Sumner:  If there’s a WTO decision against China in their dumping measures against us, it would send a very strong signal to Mexico that its antidumping case against the U.S. is ill founded and that it should be dropped. Though we think the ruling in Mexico was unjust, the good news is that the duties were never imposed, and that’s unheard of in dumping cases. It’s something we’re watching very closely, especially with the new administration that just took over in Mexico. And we hope we can continue to move forward with this issue, and if need be, we will fight this through a NAFTA panel. We already have our lawyers geared up for this.

WATT PoultryUSA:  You mentioned that poultry prices, especially chicken leg quarter prices, have been holding steady at relatively high prices. Those higher prices help the trade situation in some unexpected ways, don’t they?

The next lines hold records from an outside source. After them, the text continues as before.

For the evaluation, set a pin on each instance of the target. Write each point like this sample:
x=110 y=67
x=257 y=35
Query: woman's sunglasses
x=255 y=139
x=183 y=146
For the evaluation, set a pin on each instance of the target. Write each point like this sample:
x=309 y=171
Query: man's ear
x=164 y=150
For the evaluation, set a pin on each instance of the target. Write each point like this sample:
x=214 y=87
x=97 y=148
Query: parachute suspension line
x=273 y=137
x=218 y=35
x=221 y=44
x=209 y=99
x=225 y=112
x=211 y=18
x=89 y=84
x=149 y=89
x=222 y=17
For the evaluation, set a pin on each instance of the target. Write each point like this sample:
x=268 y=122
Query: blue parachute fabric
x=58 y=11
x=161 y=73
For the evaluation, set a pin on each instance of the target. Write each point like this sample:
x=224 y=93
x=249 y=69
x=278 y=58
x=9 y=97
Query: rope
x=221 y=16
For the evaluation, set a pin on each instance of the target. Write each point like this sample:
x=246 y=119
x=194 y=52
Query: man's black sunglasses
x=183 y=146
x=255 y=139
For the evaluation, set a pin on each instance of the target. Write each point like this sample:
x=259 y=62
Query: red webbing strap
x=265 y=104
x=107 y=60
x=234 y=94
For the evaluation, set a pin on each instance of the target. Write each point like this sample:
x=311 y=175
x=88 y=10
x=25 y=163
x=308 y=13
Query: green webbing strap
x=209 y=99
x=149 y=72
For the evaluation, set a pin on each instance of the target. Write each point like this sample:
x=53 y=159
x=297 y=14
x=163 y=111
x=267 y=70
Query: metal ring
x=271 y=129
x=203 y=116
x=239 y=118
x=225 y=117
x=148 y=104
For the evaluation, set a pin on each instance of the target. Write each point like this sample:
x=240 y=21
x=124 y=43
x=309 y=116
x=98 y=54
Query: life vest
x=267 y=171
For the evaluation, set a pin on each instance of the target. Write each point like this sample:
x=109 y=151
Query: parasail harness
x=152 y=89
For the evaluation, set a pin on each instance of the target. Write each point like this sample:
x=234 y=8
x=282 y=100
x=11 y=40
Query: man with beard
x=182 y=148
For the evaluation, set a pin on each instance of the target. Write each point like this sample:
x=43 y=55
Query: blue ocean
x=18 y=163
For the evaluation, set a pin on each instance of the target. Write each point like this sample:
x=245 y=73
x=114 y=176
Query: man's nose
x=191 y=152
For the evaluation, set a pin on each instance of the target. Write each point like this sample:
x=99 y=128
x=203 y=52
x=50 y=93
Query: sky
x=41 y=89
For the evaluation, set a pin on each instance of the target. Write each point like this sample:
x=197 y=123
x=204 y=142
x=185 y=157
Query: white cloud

Sumner:  The record prices for chicken, over 50 cents a pound for leg quarters, means that our chicken exports to foreign markets are not the threat that they once were. I can remember when chicken leg quarters were being sold for 18 cents a pound. And, of course, any producer in the world who had to compete with 18-cent-a-pound imported leg quarters would scream bloody murder and ask their government for protection. When poultry is coming in at 55 to 60 cents or more, including transportation costs, it’s not near the threat to the domestic industries of other countries that it once was.

So, not only is it beneficial for our producers to be getting higher prices for their leg quarters, but it is much less disruptive to many of our export markets when prices are that high. So, I think we’re reaching a more level balance here in the United States as we’re seeing leg quarter prices, especially boneless leg meat prices, be nearly equal to boneless breast meat prices. And at the same time, this makes the U.S. less of a target for foreign countries who wanted to gain access to our market because our breast meat prices were through the roof. So, there are many benefits to this. And I think our industry is coming to that realization, and this is one of the reasons I’m optimistic for the future for our industry in so many ways. I think we’re going to see record prices domestically which will be partly as a result of our high export prices internationally. So, it all works together. I think there’s a good future for our industry.